5. Backup Node 6. Blocks

All the data of users are stored in files of HDFS, which are then divided into small segments. These segments are stored in the DataNodes. The features which are present on DataNodes are called a block. The default block size of these blocks is 128 MB. The size of the block can be changed as per users requirements by configuring HDFS.

If the data size is less than the block size, then block length is equal to the data size. For example, If the data is 135 MB, then it will create 2 Blocks. One will be of default size 128 MB, and another will be 7MB only, not 128 MB. Because of this, a lot of space and disk’s clock time is saved.

Replication Management in HDFS Architecture

HDFS is Fault-tolerant. Fault tolerance is the system’s power in case of failures and responding to the errors and challenging conditions. Fault tolerance works based on the process of replica creation. Copies of user’s data are saved on machines in the DHFS cluster. Hence, if there is any breakdown or failure in the system, a copy of that data can be accessed from the other machines of the HDFS cluster. Each block in HDFS architecture has 3 replicas that are stored in different DataNodes. NameNode maintains the copies available in DataNodes. NameNode adds or deletes copies based on the criteria of under replicated or over-replicated blocks.

Write Operation

To write files to HDFS, the client will communicate for metadata to the NameNode. The Nameode answers with several blocks, their location, copies, etc. The client divides files into multiple blocks based on named information. Then, it starts sending them to DataNode. First, the client sends block A to DataNode 1 with other information about DataNodes. When DataNode 1 receives the client’s block A, DataNode 1 copies the same block to the same rack to DataNode 2. Because both DataNodes are in the same frame, transferring the block is done via rack switch. DataNode 2 now copies the same block to DataNode 3. Because both the DataNodes are in different racks, moving the block is done through an out–of–rack switch. Once DataNode receives the client’s leagues, it will send the confirmation to NameMode. In each block of the file, the same process is repeated.

Read Operation

For Read operation, the First client communicates metadata to the NameNode. A client exits NameNode with the file name and location. The Nameode responds with a block number, site, copies and other information. After that, the Client communicates to DataNodes. Based on the information received from the NameNode, the client starts reading data parallel from the DataNodes. When the client or application receives all the block of the file, it combines them into an original file form.

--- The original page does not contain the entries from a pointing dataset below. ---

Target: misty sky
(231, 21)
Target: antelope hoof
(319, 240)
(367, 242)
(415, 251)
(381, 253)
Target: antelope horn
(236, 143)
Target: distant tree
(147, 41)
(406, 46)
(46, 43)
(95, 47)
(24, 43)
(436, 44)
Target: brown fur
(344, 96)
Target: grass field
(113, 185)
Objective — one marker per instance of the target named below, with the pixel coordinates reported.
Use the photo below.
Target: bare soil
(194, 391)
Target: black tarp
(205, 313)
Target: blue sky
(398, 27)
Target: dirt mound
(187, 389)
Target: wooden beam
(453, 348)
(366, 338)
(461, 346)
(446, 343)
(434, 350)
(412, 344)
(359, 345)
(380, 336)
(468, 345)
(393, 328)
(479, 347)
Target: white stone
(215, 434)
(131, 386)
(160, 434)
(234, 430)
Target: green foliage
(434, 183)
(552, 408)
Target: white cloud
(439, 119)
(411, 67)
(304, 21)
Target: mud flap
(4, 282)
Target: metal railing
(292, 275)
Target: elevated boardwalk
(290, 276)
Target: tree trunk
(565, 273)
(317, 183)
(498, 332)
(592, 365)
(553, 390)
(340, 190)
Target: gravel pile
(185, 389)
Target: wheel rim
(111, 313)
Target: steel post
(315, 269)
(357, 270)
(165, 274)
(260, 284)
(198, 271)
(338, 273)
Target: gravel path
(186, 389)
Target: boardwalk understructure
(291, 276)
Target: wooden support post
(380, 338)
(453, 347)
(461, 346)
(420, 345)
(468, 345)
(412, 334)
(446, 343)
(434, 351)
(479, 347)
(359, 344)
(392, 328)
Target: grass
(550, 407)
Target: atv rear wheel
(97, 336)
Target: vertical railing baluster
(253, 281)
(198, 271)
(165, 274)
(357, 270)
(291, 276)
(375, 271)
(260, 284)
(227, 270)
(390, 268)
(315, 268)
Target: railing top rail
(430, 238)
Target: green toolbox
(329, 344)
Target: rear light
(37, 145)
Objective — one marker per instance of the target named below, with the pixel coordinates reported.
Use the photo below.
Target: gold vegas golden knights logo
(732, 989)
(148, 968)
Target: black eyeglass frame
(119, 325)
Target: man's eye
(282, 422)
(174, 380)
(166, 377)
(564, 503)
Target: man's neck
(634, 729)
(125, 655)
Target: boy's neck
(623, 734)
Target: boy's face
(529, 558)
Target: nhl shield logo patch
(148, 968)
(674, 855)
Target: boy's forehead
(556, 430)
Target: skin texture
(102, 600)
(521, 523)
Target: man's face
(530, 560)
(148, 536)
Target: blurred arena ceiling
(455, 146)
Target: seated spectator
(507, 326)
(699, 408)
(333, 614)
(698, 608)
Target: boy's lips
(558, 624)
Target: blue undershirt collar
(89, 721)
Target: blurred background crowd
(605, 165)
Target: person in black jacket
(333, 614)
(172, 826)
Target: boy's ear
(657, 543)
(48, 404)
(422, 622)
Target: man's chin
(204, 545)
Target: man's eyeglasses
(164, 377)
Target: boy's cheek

With the help of NameNode and DataNode, it reliably stores huge files across machines in a large cluster. Because of fault tolerance, it is helpful to access data while software or hardware failure. This is how HDFS architecture works.

Recommended Articles

This has been a guide to HDFS Architecture. Here we discussed the essential concepts with different types of Architecture, features, and replication management of HDFS Architecture. You can also go through our other suggested articles to learn more –

You're reading Explore The Architecture Of Hdfs

Update the detailed information about Explore The Architecture Of Hdfs on the website. We hope the article's content will meet your needs, and we will regularly update the information to provide you with the fastest and most accurate information. Have a great day!